O Moinho e a Cruz

Em 1564 a Flandres sofre a brutal ocupação pela Espanha de Filipe II. Liderando o movimento da Contrarreforma, Filipe II, católico devoto, procurava assim dominar o ímpeto crescente da corrente calvinista fortemente presente naquela região.

É nesse mesmo ano, no contexto de profundas divisões na Europa, que o pintor Peter Bruegel, originário do então Ducado de Brabante cria “A Subida ao Calvário”. A pintura, resultado da encomenda de Nicholas Jonghelinck, banqueiro, colecionador de arte e mecenas, utiliza de forma extraordinária uma alegoria para, a partir da paixão e crucifixão de Cristo, a contextualizar na situação da Flandres de então.

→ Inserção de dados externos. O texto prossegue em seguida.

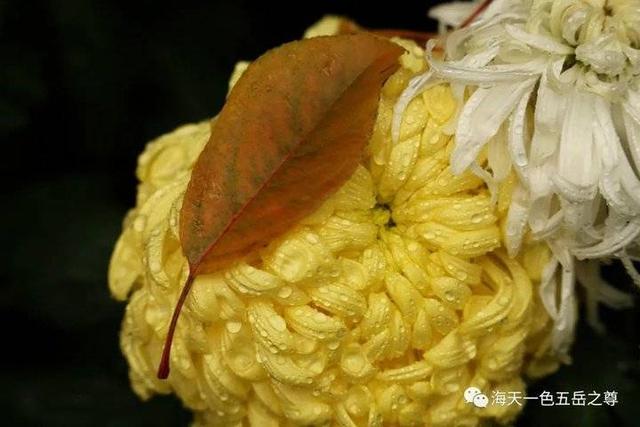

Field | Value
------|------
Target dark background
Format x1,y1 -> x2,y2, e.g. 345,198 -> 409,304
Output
0,0 -> 640,426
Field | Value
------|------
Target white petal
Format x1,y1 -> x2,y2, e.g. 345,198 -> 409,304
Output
391,70 -> 437,142
451,80 -> 534,174
505,185 -> 530,258
530,62 -> 567,164
553,89 -> 600,203
572,213 -> 640,259
487,126 -> 511,182
505,24 -> 573,55
428,1 -> 478,27
622,99 -> 640,174
509,83 -> 532,168
429,58 -> 546,85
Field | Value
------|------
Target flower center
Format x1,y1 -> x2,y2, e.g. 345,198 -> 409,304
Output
373,203 -> 396,228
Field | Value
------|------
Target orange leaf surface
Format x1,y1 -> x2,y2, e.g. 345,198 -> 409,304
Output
180,34 -> 403,273
158,33 -> 404,378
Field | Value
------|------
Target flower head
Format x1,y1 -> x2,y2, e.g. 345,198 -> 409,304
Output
110,29 -> 558,427
394,0 -> 640,358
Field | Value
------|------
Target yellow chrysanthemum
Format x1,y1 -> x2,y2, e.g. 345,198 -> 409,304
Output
109,25 -> 557,427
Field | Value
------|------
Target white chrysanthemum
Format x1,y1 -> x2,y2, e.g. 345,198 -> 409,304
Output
394,0 -> 640,358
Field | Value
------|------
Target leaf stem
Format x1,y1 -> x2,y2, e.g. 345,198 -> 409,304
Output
157,268 -> 195,380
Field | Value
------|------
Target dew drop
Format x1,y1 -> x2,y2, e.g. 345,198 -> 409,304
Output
226,321 -> 242,334
278,286 -> 293,298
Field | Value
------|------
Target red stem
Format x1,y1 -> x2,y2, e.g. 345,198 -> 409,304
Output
158,272 -> 195,380
458,0 -> 493,28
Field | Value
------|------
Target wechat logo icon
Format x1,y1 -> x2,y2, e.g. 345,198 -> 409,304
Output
464,387 -> 489,408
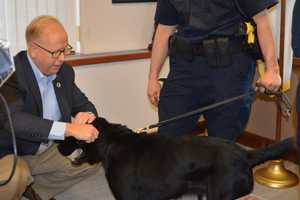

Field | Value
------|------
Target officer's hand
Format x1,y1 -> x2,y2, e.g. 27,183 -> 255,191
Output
257,68 -> 281,92
72,112 -> 96,124
65,123 -> 99,143
147,79 -> 161,106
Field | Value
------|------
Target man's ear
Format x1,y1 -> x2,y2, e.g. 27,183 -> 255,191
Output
27,44 -> 38,59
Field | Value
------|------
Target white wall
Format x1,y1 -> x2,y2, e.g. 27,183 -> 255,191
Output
80,0 -> 156,53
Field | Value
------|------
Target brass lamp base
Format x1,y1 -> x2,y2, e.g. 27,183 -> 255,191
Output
254,160 -> 299,188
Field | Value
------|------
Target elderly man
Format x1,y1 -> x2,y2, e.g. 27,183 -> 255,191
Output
0,16 -> 99,200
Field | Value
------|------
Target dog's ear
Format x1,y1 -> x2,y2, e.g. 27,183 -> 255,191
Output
92,117 -> 110,131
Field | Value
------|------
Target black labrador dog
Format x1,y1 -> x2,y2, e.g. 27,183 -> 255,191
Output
59,118 -> 294,200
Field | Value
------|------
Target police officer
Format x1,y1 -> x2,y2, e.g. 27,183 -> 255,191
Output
147,0 -> 281,141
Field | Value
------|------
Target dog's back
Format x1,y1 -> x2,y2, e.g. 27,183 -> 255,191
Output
57,118 -> 293,200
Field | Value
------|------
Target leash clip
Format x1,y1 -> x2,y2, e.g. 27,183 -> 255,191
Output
256,86 -> 292,118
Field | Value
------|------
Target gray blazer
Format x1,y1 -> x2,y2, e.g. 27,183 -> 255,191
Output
0,51 -> 97,157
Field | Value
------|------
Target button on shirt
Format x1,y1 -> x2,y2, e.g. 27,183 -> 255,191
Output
27,54 -> 66,154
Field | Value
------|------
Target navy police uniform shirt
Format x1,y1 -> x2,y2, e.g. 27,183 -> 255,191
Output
155,0 -> 278,37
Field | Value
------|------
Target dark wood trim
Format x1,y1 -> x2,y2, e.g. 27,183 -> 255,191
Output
237,132 -> 297,163
293,57 -> 300,67
66,49 -> 151,67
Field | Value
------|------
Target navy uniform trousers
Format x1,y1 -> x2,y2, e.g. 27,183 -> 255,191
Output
158,53 -> 255,141
296,82 -> 300,166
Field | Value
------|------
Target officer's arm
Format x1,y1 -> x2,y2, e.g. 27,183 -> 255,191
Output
149,24 -> 176,81
253,10 -> 281,90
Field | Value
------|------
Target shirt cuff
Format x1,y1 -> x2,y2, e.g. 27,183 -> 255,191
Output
48,122 -> 66,140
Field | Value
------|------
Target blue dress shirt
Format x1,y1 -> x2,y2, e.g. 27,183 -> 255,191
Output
27,53 -> 66,145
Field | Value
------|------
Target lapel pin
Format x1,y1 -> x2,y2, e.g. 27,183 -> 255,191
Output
56,82 -> 61,88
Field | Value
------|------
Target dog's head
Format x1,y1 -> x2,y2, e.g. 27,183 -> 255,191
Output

Em 1996 o escritor e crítico de arte Michael Francis Gibson publica uma análise sobre o quadro de Bruegel, que virá a remeter ao realizador Lech Majewski. O visionamento de “Angelus” (2000) e a forma como este aborda uma trama apocalíptica numa comunidade da Silésia, sugerem ao escritor ser este o realizador indicado para dar corpo fílmico ao seu entendimento da obra de Bruegel. A colaboração começa logo na escrita do argumento e o filme é produzido em três anos.

Centrado na vida de 12 das mais de 500 figuras representadas no original, “O Moinho e a Cruz” resulta numa criação cinematográfica simultaneamente capaz de exprimir a composição intricada e pluridimensional de Bruegel e imprimir a vida, o movimento e a frescura necessárias à adesão do espetador. Ao longo da narrativa acompanhamos o trabalho e as premissas do pintor, assim entendidas, para cada um dos elementos determinantes da composição, permitindo seguir detalhadamente significante e significado, forma e conteúdo. Isto combinado entre os diálogos que o pintor mantém com o seu mecenas à medida que compõe a obra, planos quase estáticos e tridimensionais do contexto que lhe serve de modelo e cenas da vida quotidiana a que reportam os diversos elementos pictóricos.

Um resultado interessante que convoca ao aprofundamento, a vários níveis, depois da experiência cinematográfica em si.